Invasion of the soul snatchers

by Tom Sullivan

Someone might want to check if there are alien seed pods on the White House lawn. Pod people is somehow a less worrisome explanation for Office of Management and Budget Director Mick Mulvaney than he and his colleagues lacking souls. Taking questions from the press yesterday, Mulvaney explained why Donald Trump's proposed budget reflects compassion. The 2018 budget would eliminate programs for the poor and unemployed, but boost spending for the military (wars being such great jobs programs).

CNN's Jim Acosta asked about cuts to Meals on Wheels and Head Start:

These are programs, Mulvaney argued, that "aren't showing any results." If feeding 80 yr-olds would get them to go back to work in the salt mines, I mean, OK. But what's the ROI in feeding them if we see no increase in GDP? Speaking for the entire United States, Mulvaney said we can't spend money anymore on programs that don't get "results." It's an actuarial, cost-benefit thing. No one followed up to ask what results justified spending more than $1.6 trillion in Iraq and Afghanistan since 9/11, yet in Trump's budget the Defense Department gets a 9 percent increase in its spending.

The exchange with Mulvaney continued:
Acosta: You were talking about the steel worker in Ohio and the coal miner in Pennsylvania and so on. But those workers may have an elderly mother who depends on the Meals on Wheels program, who may have kids in Head Start. And yesterday or the day before you described this as a 'hard power budget' but is it also a hard-hearted budget?

Mulvaney: I don't think so. I think it's probably one of the most compassionate things we can do to—

Acosta: Cutting programs that help the elderly?

Mulvaney: You're only focusing on half of the equation, right?
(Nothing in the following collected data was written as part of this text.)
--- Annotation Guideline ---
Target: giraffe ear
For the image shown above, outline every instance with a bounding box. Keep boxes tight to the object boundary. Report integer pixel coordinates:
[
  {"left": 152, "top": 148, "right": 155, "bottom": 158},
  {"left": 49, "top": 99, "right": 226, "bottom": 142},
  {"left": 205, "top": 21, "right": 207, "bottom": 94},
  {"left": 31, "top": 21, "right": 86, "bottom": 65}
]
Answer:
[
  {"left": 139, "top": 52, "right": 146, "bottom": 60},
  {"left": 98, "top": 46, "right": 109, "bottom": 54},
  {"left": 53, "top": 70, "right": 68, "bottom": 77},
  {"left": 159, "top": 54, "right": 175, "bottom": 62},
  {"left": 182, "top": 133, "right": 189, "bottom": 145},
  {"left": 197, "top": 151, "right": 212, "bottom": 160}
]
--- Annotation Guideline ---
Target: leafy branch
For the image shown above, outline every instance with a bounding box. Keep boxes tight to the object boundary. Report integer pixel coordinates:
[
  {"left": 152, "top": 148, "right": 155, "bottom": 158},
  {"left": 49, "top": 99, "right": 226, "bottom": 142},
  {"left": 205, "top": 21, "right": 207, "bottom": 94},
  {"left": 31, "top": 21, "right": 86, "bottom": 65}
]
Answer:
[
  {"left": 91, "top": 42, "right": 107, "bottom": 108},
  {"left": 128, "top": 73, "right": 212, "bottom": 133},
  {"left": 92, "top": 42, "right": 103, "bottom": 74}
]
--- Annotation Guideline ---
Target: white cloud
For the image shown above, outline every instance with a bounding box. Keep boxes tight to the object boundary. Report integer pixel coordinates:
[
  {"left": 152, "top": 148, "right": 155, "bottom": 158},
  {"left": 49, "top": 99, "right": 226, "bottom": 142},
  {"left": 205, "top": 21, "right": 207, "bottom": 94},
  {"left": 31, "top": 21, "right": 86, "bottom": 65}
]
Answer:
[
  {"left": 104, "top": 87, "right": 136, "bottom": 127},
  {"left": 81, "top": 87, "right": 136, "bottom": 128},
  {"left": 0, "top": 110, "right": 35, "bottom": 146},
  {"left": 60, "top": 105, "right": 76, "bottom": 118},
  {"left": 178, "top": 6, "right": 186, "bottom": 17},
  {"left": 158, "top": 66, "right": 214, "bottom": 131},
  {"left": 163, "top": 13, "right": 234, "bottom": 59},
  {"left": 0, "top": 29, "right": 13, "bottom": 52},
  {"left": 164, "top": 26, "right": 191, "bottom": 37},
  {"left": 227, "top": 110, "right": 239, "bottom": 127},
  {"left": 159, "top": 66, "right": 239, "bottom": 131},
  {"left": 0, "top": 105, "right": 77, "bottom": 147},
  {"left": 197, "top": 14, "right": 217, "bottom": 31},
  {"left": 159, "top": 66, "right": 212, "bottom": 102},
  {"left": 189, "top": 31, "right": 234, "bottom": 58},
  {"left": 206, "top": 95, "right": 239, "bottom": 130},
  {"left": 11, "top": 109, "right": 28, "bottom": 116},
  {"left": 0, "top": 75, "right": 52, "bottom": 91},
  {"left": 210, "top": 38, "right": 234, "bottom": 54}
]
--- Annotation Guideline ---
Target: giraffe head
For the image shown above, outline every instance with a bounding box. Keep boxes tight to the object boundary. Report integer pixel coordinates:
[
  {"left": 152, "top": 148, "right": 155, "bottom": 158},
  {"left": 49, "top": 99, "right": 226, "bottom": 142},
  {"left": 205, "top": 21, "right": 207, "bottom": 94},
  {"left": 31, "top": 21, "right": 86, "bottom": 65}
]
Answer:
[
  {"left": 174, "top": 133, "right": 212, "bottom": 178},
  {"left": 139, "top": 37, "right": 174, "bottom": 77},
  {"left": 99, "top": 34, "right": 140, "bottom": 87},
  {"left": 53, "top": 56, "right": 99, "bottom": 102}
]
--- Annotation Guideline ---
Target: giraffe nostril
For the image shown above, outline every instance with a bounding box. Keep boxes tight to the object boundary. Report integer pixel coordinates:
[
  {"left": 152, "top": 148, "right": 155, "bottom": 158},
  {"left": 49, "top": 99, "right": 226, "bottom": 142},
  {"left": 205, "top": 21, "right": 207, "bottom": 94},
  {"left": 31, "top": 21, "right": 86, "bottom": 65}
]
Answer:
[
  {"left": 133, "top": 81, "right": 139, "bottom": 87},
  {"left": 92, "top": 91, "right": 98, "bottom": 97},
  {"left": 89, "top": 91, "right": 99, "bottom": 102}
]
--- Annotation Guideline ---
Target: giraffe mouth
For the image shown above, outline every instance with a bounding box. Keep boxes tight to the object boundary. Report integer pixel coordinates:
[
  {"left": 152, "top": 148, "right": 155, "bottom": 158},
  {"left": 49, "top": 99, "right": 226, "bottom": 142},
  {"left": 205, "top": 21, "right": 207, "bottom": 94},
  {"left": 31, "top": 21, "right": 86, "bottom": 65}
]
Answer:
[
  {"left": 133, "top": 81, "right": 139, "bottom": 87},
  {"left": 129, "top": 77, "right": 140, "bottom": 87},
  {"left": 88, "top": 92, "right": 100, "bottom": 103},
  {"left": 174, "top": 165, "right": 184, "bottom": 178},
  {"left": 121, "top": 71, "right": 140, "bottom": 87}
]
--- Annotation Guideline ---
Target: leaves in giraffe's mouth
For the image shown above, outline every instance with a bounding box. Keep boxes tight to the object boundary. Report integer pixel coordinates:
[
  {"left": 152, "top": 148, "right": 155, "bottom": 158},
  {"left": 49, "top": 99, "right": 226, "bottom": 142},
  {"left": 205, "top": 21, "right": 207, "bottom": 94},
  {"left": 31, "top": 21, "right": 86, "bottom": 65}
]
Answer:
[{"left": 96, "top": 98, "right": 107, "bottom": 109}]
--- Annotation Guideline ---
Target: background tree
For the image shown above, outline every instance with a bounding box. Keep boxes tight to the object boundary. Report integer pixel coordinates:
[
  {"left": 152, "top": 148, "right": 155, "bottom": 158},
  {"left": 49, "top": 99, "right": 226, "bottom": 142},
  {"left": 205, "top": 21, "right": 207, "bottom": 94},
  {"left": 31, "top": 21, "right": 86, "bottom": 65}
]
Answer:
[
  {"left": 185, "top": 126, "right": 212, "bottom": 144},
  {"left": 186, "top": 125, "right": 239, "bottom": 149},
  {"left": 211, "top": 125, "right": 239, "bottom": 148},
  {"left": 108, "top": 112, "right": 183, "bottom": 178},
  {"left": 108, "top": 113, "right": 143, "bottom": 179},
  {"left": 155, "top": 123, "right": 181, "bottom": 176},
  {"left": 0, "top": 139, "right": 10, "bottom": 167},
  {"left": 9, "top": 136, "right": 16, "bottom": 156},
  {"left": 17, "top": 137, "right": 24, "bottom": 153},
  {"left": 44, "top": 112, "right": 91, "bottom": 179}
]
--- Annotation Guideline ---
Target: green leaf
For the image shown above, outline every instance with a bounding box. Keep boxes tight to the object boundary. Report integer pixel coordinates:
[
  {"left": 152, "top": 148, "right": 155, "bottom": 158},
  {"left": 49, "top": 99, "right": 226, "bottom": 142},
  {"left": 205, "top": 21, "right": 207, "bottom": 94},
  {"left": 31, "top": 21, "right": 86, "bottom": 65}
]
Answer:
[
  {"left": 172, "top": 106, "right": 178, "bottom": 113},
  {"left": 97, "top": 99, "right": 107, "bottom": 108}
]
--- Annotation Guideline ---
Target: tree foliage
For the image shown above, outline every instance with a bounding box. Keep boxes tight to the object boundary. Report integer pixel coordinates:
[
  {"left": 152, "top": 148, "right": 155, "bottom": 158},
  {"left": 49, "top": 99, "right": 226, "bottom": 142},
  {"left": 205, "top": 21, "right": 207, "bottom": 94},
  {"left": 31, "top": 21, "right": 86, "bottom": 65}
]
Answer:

You're focusing on recipients of the money. We're focusing on recipients of the money and people who give us the money in the first place. I think it's fairly compassionate to go to them and say, look, we're not going to ask you for your hard-earned money anymore. Single mom of two in Detroit, OK, “Give us your money!” We're not going to do that anymore unless we can—please let me finish. Unless we can guarantee that money will be used in a proper function. That is about as compassionate as you can get.

Slate's Jordan Weissmann writes:
Got that? Mulvaney says the White House is cutting Head Start to make sure it doesn't waste the taxes of single mothers in Detroit, because it's just that compassionate. Honestly, I would have more respect for the man if he'd stood up on stage with a stock pot and said the administration had decided that the poor should be boiled into bone broth. At least then he'd have the courage of his convictions.
"Proper function" is a most curious turn of phrase. In What is America for? a few weeks ago, I noted that caring for money has taken the place of caring for people in American governance. Mulvaney's response confirms that, as does Trump's choice of Goldman Sachs veterans for high positions in his administration (and Obama's before him). Serving money takes precedence over serving people — unless they have lots of money.

At Netroots-Detroit in 2014, Anat Shenker-Osorio spoke to the conceptual shift that makes not feeding hungry children and the elderly "compassionate." With schools, for example:
We've moved from this garden metaphor to the language of the factory, right? So we have inputs, and we have outputs and we ratchet up expectations, and the kid is a product of a good school.

The entailments of that metaphor are that children are like widgets, they're all uniform and why would the widgets need art? And the teachers are factory workers and they do a thing to the kids, and it's all the same and they're on a conveyor belt and they move to the next one after they've been tested and a stamp is put on their ass and they're... none are left behind.

This mechanistic language is so widespread, that we have now monetized children, right? We invest in the future and we invest in our kids, and they're too small to fail. And we can kid ourselves all we want, but the prevailing understanding of the investment frame is financial return. That is how it is used in language. And so we are saying, "The reason to do a thing, the reason it's right, is because it's lucrative"

Who knows lucrative better than Donald Trump? Trump and a lot of other pod people view the world through that frame. Where once we had souls, now we worry about "proper function" and whether spending money on (investing in) our fellow citizens will deliver an increase in productivity that generates more money. Because the only proper function of pod government is to serve money or to turn people into it as they sleep. It is a fetish of the sort for which we otherwise require violators to register when they move into a neighborhood with a school.

I need some beers today, preferably not the color of money.